# Prove: Viviani’s theorem

This problem is in Kiselev's Planitmetry, to prove that: In an equilateral triangle, the sum of the distances from an interior point to the sides of this triangle does not depend on the point, and is congruent to the altitude of the triangle.

After searching google for a while, I discovered that it has a name, Viviani's theorem. Anyways, the standard proof uses the concept of area, and the known formula for calculating the area of a triangle. But I don't believe that was Kiselev's intention, since, he placed the problem after the section on the midline theorems (In triangles and trapezoids), So does anybody know a way to do this? I only need a hint.

Attempt: I only found that each of these distances will be parallel to each altitude of the triangle, but couldn't use this fact in proving the theorem. In addition to that, I proved a case of the theorem, If the point lies on one of the altitudes, the proof follows from the picture. • There is a proof via similarity of triangles. Would that be in line with what you want? (I'm not sure where/how midline theorems were introduced) – Calvin Lin Mar 28 at 20:28
• I have his book (not sure about edition number). Do you have a page reference or section name so that I can take a look? – Calvin Lin Mar 28 at 20:30
• Section 13, Problem 189. – Hassan Ashraf Mar 28 at 20:38
• Page 76, and thanks for your help. – Hassan Ashraf Mar 28 at 20:38
• I believe that you were meant to use problem 187, as that lends nicely to 189 (which is this problem). – Calvin Lin Mar 28 at 23:05

Please,take a look at the Picture. • This brilliant, thank you! But Is KE = h, by construction or is it proved? – Hassan Ashraf Mar 28 at 21:19
• Well , it is easily proved , since E is symmetrical to A relative to axis CB. Therefore, you may consider it proved or proved by construction, whatever. – ole Mar 28 at 21:25

It may be easiest to first prove it for the case where the "interior" point is actually on one of the edges. Then the general case follows by cutting out a smaller equilateral triangle so that the interior point lies on the edge of it.

So assume the point $$X$$ is on an edge $$\overline{AB}$$ of equilateral $$\triangle ABC$$. Drop the two altitudes to get two points $$Y$$ on $$\overline{AC}$$ and $$Z$$ on $$\overline{BC}$$, and let $$M$$ be the midpoint of $$\overline{BC}$$. Then $$\triangle XAY\sim \triangle XBZ \sim \triangle ABM$$...

Edit: Since you only want a hint I've removed the concluding lines.

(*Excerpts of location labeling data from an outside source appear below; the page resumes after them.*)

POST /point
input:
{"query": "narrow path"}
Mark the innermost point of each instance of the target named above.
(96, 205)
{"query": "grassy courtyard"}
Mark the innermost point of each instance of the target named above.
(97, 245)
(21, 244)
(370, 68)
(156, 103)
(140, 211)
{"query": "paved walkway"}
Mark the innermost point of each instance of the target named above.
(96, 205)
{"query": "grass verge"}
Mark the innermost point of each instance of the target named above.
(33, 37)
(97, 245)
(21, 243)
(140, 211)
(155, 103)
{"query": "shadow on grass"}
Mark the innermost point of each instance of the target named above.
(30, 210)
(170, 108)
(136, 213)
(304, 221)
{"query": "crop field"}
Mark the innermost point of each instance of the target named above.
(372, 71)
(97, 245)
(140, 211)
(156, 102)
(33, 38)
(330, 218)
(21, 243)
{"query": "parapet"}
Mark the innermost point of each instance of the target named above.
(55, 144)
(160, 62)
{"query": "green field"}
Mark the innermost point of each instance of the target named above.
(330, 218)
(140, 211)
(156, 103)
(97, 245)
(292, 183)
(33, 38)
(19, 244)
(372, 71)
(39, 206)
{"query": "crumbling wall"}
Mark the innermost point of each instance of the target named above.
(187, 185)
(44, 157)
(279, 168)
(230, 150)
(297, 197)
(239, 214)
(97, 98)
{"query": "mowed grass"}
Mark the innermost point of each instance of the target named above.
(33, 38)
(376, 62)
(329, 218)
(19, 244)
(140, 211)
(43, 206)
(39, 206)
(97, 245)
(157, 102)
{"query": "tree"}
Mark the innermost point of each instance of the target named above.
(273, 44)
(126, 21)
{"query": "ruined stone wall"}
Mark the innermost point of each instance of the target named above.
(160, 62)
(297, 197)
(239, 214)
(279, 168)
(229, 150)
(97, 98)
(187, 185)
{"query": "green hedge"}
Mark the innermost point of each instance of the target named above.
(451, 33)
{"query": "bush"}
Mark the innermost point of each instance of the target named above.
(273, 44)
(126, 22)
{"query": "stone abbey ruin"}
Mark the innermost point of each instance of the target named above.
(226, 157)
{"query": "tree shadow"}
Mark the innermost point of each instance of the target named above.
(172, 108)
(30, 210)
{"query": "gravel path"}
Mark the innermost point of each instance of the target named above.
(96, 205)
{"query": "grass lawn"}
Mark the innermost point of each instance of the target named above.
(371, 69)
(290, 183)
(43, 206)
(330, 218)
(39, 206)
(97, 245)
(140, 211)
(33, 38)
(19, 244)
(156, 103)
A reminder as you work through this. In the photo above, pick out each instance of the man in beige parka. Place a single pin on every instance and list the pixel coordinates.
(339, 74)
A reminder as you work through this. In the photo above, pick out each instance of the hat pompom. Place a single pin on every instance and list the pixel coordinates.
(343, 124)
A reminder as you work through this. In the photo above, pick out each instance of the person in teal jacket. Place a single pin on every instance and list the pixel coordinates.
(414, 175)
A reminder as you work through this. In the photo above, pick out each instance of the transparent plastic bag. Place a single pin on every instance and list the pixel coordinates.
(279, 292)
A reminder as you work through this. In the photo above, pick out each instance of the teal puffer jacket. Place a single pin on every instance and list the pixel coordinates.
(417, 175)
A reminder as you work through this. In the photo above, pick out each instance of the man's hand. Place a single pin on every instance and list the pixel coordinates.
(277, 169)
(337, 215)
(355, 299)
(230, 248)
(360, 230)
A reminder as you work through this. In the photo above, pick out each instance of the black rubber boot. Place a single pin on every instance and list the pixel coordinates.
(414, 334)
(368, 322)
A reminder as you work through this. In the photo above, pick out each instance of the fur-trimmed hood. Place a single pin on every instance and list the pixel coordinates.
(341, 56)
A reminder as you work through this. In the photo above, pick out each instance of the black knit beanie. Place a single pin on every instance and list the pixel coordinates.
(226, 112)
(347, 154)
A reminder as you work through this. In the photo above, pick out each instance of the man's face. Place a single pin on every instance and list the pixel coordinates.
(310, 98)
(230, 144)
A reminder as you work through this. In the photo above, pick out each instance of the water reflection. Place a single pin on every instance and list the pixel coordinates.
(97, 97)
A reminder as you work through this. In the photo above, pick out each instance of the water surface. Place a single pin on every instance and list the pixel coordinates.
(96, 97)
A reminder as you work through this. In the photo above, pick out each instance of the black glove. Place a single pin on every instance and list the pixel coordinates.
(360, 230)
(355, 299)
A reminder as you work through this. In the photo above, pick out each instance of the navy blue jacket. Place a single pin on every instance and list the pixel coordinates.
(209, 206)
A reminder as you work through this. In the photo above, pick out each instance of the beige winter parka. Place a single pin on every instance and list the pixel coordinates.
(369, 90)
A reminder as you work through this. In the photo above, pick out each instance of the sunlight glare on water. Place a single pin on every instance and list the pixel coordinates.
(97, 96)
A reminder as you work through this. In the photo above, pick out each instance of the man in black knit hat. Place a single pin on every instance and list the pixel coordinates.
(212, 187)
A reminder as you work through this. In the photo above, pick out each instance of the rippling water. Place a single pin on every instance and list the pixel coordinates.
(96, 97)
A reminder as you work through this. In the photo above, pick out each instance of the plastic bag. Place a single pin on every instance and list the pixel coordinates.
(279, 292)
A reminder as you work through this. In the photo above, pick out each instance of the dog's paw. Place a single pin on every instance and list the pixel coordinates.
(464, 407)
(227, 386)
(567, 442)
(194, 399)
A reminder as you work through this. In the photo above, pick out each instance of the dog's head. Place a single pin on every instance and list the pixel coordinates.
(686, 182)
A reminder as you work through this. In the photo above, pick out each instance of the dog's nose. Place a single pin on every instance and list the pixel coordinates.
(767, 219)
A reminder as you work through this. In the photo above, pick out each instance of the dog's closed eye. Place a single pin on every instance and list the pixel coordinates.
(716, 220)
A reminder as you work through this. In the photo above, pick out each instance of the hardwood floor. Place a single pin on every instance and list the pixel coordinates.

• This is a cool proof indeed, but sadly I don't think it was the intentional one, since, Similarity and Proportion is two chapters ahead of this problem. I have tried considering that the point X is on one altitude, we'll get the two distances are equal to a part of the altitude (Since they will form a 30-60-90 triangle), and the third distance is basically the remaining part of the altitude. But I couldn't gerenalize it using the the same reasoning. – Hassan Ashraf Mar 28 at 21:04
• Hmm, without similarity in your toolbox I don't know what to tell you. Regardless, thanks for bringing this beautiful theorem to my attention. – Jair Taylor Mar 28 at 21:12
• And thank you for providing this beautiful proof. – Hassan Ashraf Mar 28 at 21:14

This is problem 189 in the book.

Problem 187 is

In an isosceles triangle, the sum of the distances from each point of the base to the lateral sides is constant, namely it is congruent to the altitude dropped to a lateral side.

We will apply problem 187 (without proof). From $$D$$, draw the line parallel to $$AB$$. Consider the truncated equilateral triangle. Hence, by problem 187, $$DF + DG = AI$$.
Hence, $$DE + DF + DH = DE + AI = IH + AI = AH$$.

Let x be an edges length. Sum of $$AB'C$$, $$B'CB$$ and $$ABC$$ triangles will be equal to triangles area which is equal to $$\frac{hx}{2}$$. Simplify it and boom you get $$DC + EC + FC = h$$ where h is height.